The SX50 HS records Full HD at 1,920x1,080 pixels, at 24fps. There's a dedicated movie mode that gives you greater control over the settings, or a quick record button that you can invoke in the regular stills shooting mode.
If you don't need to shoot Full HD, perhaps because you're filming for online use, you can instead record at 640x480 pixels at up to 120fps or 320x240 at up to 240fps for smooth slow motion when played back.
There is a built-in wind cut feature that reduces the effect of the passing breeze on the soundtrack, but it had a tough job of coping with the stiff wind that was blowing across my test location, as you can hear in the sample footage.
Zoom noise was inaudible, however, and although it was at times difficult to hold the camera still at the longest zoom (something that would easily be fixed by propping it on a wall or using a tripod) the image stabilisation did a good job of levelling things out after a couple of seconds.
Compensation for changing light levels was smooth and swift, for an impressive video performance overall.
The PowerShot SX50 performed well. Image fidelity was good, colours were realistic, and there was plenty of detail right across the frame.
The length of the zoom is naturally the main attraction, and represents a significant upgrade over its predecessor's 35x zoom, which in the PowerShot SX40 HS was equivalent to 24-840mm.

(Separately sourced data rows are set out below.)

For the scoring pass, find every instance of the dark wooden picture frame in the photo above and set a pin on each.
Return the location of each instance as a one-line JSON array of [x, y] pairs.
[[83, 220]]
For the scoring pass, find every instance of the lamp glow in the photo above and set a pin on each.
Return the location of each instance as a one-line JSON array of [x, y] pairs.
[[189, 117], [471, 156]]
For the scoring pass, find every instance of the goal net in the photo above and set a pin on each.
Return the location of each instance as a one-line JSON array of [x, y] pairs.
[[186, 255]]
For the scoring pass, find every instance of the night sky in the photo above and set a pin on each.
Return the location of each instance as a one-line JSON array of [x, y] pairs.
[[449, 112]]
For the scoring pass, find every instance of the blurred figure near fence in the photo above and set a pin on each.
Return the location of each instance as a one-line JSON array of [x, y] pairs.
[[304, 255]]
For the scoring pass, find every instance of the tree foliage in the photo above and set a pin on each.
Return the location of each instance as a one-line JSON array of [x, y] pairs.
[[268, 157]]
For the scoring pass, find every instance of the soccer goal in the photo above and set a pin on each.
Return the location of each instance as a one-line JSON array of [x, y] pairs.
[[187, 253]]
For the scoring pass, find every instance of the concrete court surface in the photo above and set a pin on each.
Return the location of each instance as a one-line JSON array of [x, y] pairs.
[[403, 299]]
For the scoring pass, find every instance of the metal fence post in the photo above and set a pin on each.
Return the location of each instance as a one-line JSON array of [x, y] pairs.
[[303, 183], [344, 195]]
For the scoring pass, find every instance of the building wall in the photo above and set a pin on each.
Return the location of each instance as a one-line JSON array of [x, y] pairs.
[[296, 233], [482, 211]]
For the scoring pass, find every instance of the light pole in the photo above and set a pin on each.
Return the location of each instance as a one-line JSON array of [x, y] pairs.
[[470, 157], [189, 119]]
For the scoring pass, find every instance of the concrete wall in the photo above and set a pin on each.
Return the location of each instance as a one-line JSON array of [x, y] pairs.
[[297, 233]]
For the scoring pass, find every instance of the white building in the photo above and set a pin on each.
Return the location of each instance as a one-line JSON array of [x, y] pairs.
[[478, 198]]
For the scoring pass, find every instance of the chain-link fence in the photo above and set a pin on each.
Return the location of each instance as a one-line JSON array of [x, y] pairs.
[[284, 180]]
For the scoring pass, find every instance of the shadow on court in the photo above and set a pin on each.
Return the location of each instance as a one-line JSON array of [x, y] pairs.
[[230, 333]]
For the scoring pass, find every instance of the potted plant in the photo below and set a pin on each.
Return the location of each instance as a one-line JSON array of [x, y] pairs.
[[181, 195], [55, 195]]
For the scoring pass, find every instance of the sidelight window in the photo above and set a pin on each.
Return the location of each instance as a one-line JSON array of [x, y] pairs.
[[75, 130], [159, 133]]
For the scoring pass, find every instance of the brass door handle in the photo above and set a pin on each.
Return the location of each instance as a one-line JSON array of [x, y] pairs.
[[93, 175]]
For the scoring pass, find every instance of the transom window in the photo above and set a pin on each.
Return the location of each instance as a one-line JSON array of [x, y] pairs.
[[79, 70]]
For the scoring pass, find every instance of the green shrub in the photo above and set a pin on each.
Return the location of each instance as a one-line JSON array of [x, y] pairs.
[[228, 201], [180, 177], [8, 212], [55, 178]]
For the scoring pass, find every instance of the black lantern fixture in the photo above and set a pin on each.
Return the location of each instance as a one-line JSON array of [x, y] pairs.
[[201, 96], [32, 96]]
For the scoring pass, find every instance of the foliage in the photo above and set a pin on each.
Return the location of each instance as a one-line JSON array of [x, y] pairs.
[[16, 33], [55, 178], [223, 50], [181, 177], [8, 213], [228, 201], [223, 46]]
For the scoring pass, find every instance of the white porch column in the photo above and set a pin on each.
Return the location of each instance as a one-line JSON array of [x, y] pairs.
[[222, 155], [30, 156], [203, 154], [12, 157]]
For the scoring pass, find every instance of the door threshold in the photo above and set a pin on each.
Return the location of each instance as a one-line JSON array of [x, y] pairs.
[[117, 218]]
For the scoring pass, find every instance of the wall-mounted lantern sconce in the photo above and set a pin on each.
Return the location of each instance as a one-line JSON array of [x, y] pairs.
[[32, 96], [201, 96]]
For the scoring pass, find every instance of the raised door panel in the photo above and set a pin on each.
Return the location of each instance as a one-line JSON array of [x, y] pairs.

In extreme conditions, the movie wind cut feature didn't perform quite as well as I would have hoped, and there was some very fine colour fringing on sharp contrasts in stills, but neither of these should be any great cause for concern.
Its most serious competitor in the captive lens arena is the Panasonic Lumix FZ200. That may have only half the zoom, topping out at 600mm, but it boasts a constant maximum aperture of f/2.8 throughout the range. Ultimately, that's probably more appealing than the SX50's longer zoom, but if you're not interested in portraits -- particularly those you might want to shoot from a distance -- which will benefit from the wider aperture, then the SX50 is a highly desirable piece of kit indeed.